On Wed, Apr 24, 2024 at 11:21:52AM +0100, Ferruh Yigit wrote:
> On 4/23/2024 9:56 PM, Mattias Rönnblom wrote:
> > On 2024-04-23 13:15, Ferruh Yigit wrote:
> >> On 4/23/2024 10:08 AM, Mattias Rönnblom wrote:
> >>> Cache align Rx and Tx queue struct to avoid false sharing.
> >>>
> >>> RX struct happens to be 64 bytes on x86_64 already, so cache
> >>> alignment makes no change there, but it does on 32-bit ISAs.
> >>>
> >>> TX struct is 56 bytes on x86_64.
> >>>
> >>
> >> Hi Mattias,
> >>
> >> No objection to the patch.

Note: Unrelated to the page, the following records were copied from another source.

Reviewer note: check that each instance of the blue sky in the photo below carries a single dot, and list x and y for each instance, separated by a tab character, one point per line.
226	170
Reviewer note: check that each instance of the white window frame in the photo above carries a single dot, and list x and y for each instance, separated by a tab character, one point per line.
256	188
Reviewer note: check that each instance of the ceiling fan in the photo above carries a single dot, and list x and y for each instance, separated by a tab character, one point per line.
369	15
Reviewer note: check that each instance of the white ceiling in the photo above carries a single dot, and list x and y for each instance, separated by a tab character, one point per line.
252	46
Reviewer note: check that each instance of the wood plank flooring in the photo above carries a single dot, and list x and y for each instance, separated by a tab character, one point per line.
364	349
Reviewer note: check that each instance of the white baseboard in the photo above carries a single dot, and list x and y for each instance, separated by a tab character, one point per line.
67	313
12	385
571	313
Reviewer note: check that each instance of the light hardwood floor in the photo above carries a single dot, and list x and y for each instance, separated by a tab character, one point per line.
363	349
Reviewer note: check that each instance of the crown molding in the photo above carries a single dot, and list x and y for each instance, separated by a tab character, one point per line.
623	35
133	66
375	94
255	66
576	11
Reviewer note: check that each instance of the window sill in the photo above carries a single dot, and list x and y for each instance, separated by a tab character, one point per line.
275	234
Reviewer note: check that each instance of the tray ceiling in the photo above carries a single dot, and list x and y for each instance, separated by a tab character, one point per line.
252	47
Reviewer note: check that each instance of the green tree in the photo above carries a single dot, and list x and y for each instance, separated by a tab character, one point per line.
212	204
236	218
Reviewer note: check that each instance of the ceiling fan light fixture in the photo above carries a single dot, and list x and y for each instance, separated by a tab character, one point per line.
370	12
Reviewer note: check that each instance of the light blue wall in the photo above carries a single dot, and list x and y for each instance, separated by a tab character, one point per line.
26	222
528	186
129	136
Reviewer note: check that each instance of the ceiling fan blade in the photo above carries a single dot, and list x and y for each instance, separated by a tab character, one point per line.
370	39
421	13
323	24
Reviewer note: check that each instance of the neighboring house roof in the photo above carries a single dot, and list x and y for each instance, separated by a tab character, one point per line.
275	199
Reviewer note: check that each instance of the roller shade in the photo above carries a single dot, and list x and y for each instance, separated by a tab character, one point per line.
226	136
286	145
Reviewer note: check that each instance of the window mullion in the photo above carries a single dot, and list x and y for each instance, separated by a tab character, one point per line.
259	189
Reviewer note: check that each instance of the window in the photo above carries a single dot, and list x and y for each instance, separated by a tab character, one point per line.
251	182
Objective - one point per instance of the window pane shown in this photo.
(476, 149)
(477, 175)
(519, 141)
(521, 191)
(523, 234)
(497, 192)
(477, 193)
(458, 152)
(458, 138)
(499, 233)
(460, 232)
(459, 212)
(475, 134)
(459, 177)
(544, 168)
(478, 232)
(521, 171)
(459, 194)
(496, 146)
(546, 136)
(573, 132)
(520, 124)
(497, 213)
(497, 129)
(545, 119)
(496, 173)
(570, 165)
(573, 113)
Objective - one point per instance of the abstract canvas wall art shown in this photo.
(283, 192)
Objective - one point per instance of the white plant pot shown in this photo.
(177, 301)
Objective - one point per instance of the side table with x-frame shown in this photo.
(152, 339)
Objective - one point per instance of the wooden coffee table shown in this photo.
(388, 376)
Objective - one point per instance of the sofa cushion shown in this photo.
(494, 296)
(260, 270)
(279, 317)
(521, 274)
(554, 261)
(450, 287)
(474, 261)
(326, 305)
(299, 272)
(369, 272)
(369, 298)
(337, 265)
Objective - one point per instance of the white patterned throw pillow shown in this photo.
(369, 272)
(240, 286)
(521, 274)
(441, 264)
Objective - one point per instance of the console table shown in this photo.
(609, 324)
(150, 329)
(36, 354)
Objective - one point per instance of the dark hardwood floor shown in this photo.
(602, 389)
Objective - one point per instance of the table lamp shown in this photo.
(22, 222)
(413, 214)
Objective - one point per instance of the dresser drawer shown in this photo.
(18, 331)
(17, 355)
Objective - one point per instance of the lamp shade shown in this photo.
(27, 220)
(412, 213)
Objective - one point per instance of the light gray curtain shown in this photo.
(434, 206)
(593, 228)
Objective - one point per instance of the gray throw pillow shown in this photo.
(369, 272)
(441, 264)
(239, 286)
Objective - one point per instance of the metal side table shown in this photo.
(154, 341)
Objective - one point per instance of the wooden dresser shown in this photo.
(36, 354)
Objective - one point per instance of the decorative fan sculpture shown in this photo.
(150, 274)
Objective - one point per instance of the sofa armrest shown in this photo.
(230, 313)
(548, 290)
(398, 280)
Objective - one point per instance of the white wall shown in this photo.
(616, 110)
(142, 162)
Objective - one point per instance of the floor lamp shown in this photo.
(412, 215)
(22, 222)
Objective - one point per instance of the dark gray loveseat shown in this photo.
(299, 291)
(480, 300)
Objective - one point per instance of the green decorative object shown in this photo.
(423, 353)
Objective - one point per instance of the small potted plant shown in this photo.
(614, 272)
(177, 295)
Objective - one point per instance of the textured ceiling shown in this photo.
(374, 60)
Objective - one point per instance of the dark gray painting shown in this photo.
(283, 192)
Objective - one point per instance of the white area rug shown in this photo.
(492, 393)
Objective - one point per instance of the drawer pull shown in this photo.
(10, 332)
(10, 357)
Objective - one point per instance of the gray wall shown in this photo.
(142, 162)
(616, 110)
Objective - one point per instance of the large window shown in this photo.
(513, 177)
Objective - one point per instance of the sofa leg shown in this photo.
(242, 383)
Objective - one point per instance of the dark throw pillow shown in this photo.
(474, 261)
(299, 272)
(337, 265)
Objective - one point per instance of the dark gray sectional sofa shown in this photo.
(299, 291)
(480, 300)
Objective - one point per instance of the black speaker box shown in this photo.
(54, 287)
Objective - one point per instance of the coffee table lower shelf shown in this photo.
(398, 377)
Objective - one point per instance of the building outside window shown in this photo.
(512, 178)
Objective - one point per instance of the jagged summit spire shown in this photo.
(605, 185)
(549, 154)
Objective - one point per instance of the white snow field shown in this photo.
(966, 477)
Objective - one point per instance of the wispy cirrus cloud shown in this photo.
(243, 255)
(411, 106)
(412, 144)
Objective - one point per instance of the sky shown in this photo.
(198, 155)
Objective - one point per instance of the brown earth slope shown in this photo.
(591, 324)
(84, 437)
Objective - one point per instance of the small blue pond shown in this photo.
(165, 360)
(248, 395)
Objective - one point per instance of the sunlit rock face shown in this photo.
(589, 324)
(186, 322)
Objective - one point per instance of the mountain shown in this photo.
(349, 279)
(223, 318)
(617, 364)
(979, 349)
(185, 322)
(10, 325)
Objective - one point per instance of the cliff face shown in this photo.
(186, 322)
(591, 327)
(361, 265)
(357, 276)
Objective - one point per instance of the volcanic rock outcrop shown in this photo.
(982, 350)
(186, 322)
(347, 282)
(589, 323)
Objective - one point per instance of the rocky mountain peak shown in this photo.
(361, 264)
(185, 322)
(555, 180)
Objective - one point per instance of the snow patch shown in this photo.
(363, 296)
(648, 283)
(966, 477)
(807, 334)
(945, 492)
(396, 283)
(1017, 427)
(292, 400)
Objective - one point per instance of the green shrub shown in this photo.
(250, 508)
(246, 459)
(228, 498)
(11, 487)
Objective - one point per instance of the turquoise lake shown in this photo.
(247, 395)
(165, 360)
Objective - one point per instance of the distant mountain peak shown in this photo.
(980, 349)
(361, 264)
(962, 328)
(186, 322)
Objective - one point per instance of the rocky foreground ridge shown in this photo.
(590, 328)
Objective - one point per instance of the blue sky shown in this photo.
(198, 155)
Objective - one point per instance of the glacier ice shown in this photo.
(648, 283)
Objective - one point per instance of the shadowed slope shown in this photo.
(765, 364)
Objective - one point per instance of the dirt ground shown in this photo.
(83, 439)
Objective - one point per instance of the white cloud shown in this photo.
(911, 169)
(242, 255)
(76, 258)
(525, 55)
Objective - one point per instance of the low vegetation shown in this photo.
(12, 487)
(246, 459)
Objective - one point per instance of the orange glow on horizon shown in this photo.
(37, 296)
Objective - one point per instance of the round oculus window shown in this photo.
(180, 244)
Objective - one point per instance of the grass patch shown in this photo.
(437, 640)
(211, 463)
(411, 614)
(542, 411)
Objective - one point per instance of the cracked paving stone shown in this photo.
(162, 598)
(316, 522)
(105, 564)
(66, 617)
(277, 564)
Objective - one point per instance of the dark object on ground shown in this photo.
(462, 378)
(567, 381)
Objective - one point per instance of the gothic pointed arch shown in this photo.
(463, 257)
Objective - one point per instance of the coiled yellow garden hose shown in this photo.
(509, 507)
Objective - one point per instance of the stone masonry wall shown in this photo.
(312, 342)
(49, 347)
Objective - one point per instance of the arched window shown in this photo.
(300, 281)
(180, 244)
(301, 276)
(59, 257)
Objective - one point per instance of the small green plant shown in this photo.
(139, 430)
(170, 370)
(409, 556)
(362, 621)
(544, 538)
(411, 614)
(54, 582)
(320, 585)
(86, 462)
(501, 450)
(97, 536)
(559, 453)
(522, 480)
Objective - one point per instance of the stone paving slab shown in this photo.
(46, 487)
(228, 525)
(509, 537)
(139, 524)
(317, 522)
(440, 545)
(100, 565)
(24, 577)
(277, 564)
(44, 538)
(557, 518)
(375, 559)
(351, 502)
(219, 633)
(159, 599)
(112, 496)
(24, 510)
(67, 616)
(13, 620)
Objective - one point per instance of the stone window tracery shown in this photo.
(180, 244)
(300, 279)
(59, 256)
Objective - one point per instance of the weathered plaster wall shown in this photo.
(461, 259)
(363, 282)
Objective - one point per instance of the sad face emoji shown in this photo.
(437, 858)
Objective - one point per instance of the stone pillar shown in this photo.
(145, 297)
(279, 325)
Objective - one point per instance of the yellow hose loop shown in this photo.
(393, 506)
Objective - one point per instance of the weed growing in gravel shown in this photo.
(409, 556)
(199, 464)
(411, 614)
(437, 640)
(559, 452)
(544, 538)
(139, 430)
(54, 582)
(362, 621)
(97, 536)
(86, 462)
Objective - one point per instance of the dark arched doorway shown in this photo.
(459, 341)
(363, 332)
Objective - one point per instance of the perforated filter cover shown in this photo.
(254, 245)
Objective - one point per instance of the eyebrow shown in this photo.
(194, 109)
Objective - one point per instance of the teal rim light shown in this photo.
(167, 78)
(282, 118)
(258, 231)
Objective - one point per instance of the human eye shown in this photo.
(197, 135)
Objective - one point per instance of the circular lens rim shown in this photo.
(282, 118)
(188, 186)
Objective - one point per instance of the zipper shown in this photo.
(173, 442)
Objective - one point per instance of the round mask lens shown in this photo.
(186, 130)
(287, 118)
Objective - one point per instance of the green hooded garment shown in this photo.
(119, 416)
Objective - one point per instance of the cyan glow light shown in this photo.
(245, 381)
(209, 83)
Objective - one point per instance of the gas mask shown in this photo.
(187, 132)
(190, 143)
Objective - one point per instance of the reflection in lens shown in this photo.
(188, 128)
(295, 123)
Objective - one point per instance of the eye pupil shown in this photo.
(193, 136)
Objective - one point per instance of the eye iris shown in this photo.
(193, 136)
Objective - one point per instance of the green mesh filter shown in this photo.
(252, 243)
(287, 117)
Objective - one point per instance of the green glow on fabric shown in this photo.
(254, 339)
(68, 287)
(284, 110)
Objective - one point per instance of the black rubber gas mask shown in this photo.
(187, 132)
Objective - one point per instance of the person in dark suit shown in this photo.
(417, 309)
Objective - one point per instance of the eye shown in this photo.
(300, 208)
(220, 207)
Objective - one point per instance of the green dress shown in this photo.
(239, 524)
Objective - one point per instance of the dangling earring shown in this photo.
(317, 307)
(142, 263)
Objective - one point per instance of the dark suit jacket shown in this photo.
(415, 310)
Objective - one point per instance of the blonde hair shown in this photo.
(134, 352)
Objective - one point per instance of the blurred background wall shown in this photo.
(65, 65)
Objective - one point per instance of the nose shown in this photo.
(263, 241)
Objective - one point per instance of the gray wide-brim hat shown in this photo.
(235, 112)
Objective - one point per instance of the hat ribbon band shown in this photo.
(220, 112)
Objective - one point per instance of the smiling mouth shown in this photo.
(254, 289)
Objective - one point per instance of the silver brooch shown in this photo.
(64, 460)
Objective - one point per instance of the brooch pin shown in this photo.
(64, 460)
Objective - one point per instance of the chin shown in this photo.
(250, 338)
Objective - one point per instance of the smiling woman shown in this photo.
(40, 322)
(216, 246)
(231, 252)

Is the improvement theoretical or do you
> >> measure any improvement practically, if so how much is the
> >> improvement?
> >>
> > 
> > I didn't run any benchmarks.
> > 
> > Two cores storing to a (falsely) shared cache line on a per-packet
> > basis is going to be very expensive, at least for "light touch"
> > applications.
> > 
> 
> ack I expect for af_packet bottleneck is the kernel side, so I don't
> expect any visible improvement practically, but OK to fix this
> theoretical issue.
> 
> >>> Both structs keep counters, and in the RX case they are updated even
> >>> for empty polls.
> >>>
> >>
> >> Do you think does it help if move 'rx_pkts' & 'rx_bytes' update within
> >> the loop?
> >>
> > 
> > No, why? Wouldn't that be worse? Especially since rx_pkts and rx_bytes
> > are declared volatile, so you are forcing a load-modify-store cycle for
> > every increment.
> > 
> 
> My intention was to prevent updating stats in empty polls, I thought
> stats will be hot in the cache but won't work with volatile.
> 
Yes, it will. Volatile only prevents caching in registers, it does not
affect the storing of data within the cache hierarchy. Reads/writes of
stats on empty polls should indeed hit the L1 as expected. However, that is
still less efficient than just doing a register increment which could
theoretically be the result without the volatile.